EGIS helps fulfill seniors’ needs at home

Nov 25, 2018

EGIS helps fulfill seniors’ needs at home, provide care where they’re comfortable

For some Santa Fe seniors, the thought of living in an assisted care center or nursing home is bearable — just the next step in the aging process.

But for many others, the idea of leaving their own home is a nightmare.

Jeffrey Pine wanted to provide another option.

Two decades ago, he co-founded EGIS Complete Care Inc. — originally known as Elders Getting Information and Services — a nonprofit that helps coordinate care and support for seniors in the comfort of their homes. Pine retired from his position as the nonprofit’s executive director earlier this month but continues to serve as a consultant.

Home, Pine said, is a place that allows continued independence and a stronger sense of self.

“It’s familiarity of surroundings, familiarity of experiences,” he said. “The emotional connection we have to home is huge. … Everybody says that’s where they want to be.”

In the late ’90s, when Pine was in charge of case management at Community Health Services for patients with HIV/AIDS, two senior couples approached him with an idea: Give seniors in-home care, based on a plan they create themselves.

In 1998, Pine and four partners launched EGIS “based on a need in the community, expressed by the community,” he said.

Since then, the agency has grown from serving about 70 clients at a time to more than 200, offering a wide variety of resources for seniors.

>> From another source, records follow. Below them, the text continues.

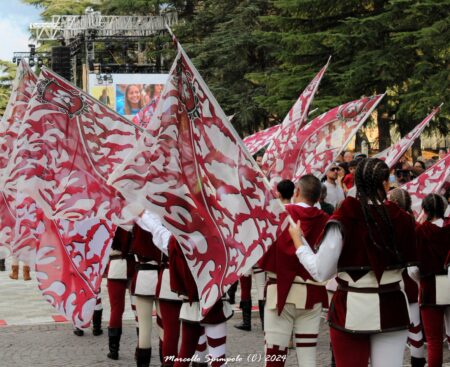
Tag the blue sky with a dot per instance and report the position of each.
(14, 20)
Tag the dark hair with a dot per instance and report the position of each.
(353, 163)
(286, 189)
(433, 205)
(421, 164)
(310, 187)
(402, 198)
(344, 166)
(369, 180)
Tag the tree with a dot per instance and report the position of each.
(7, 75)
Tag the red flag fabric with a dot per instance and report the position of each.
(392, 154)
(22, 89)
(193, 170)
(322, 139)
(68, 145)
(70, 262)
(433, 181)
(279, 158)
(261, 139)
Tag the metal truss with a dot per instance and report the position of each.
(68, 27)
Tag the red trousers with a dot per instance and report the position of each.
(246, 287)
(170, 317)
(190, 334)
(433, 321)
(116, 292)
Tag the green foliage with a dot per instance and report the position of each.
(7, 74)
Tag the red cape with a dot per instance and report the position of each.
(281, 258)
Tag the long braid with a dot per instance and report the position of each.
(402, 198)
(369, 178)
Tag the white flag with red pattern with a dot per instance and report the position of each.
(323, 139)
(434, 180)
(194, 171)
(392, 154)
(68, 145)
(260, 139)
(281, 155)
(22, 89)
(70, 261)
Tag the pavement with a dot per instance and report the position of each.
(33, 335)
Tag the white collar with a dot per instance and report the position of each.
(438, 222)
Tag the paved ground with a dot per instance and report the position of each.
(32, 338)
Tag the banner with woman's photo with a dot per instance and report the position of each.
(126, 93)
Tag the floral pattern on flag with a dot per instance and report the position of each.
(22, 89)
(433, 181)
(261, 139)
(392, 154)
(68, 145)
(69, 266)
(193, 170)
(322, 139)
(281, 155)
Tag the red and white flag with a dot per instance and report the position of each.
(70, 261)
(22, 89)
(261, 139)
(281, 155)
(433, 181)
(68, 145)
(392, 154)
(193, 170)
(323, 139)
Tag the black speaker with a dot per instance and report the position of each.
(61, 61)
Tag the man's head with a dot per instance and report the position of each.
(332, 172)
(348, 157)
(258, 159)
(285, 190)
(352, 166)
(308, 190)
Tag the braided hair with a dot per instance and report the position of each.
(434, 206)
(402, 198)
(370, 175)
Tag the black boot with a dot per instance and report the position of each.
(143, 357)
(418, 362)
(78, 332)
(232, 293)
(261, 304)
(97, 323)
(114, 342)
(246, 324)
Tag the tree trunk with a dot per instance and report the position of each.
(384, 130)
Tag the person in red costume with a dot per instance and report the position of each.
(119, 274)
(193, 324)
(368, 242)
(415, 336)
(294, 299)
(433, 245)
(144, 286)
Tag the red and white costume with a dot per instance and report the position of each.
(148, 258)
(433, 246)
(368, 313)
(294, 300)
(182, 283)
(119, 272)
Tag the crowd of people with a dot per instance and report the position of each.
(355, 251)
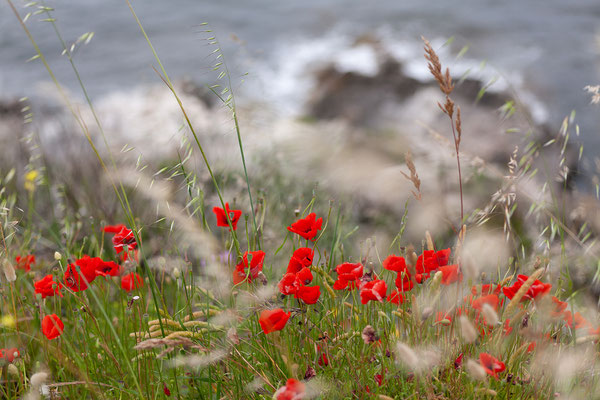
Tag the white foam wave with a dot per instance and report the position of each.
(287, 78)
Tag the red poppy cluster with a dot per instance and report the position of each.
(224, 215)
(538, 289)
(25, 262)
(9, 354)
(79, 274)
(307, 227)
(293, 390)
(491, 364)
(296, 279)
(298, 276)
(273, 320)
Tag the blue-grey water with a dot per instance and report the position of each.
(548, 49)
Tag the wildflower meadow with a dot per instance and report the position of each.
(185, 282)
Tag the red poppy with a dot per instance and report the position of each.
(458, 361)
(395, 297)
(293, 390)
(450, 274)
(301, 258)
(304, 276)
(507, 328)
(379, 379)
(374, 290)
(77, 279)
(256, 262)
(308, 294)
(394, 263)
(349, 275)
(25, 262)
(307, 227)
(47, 287)
(234, 216)
(52, 326)
(9, 354)
(491, 364)
(287, 285)
(323, 361)
(537, 289)
(486, 289)
(440, 316)
(124, 237)
(403, 281)
(93, 267)
(273, 320)
(131, 281)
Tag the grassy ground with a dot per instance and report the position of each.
(185, 305)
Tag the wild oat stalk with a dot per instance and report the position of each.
(446, 86)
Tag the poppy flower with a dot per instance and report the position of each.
(302, 258)
(287, 285)
(491, 365)
(256, 262)
(486, 289)
(47, 287)
(450, 274)
(308, 294)
(93, 267)
(293, 390)
(559, 307)
(349, 275)
(394, 263)
(76, 279)
(52, 326)
(507, 328)
(25, 262)
(107, 268)
(124, 237)
(458, 361)
(374, 290)
(403, 281)
(131, 281)
(307, 227)
(491, 299)
(304, 276)
(323, 361)
(273, 320)
(9, 354)
(234, 216)
(537, 289)
(395, 297)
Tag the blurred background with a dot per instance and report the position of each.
(548, 52)
(331, 92)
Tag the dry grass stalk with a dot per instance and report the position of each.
(414, 177)
(446, 86)
(429, 241)
(524, 288)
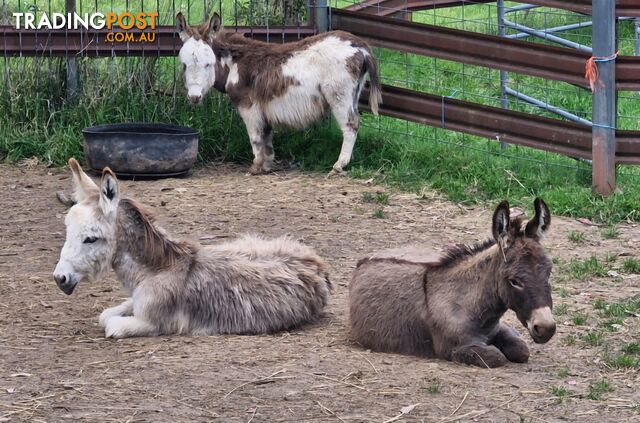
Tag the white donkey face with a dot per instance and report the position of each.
(91, 230)
(198, 60)
(197, 56)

Consultants with EGIS offer information on how to address signs of dementia; hospitalization and discharge; insurance benefits and legal issues; mediating family problems and more.

In-home services the agency coordinates — from a few hours a day to 24/7 care — include cooking, housekeeping, medication reminders, errands, assisting with technology, and helping patients shower and use the toilet.

“Whatever in-home needs they have, really,” Pine said.

Clients’ backgrounds and ages range. In the past, EGIS served a young woman with limited mobility after spinal surgery. It also helped a survivor of the Bataan Death March with daily food preparations and medications until his death. Currently, it is assisting its oldest client ever, who is 106..

The relationships formed between EGIS’ employees and clients, Pine said, are what set the nonprofit apart.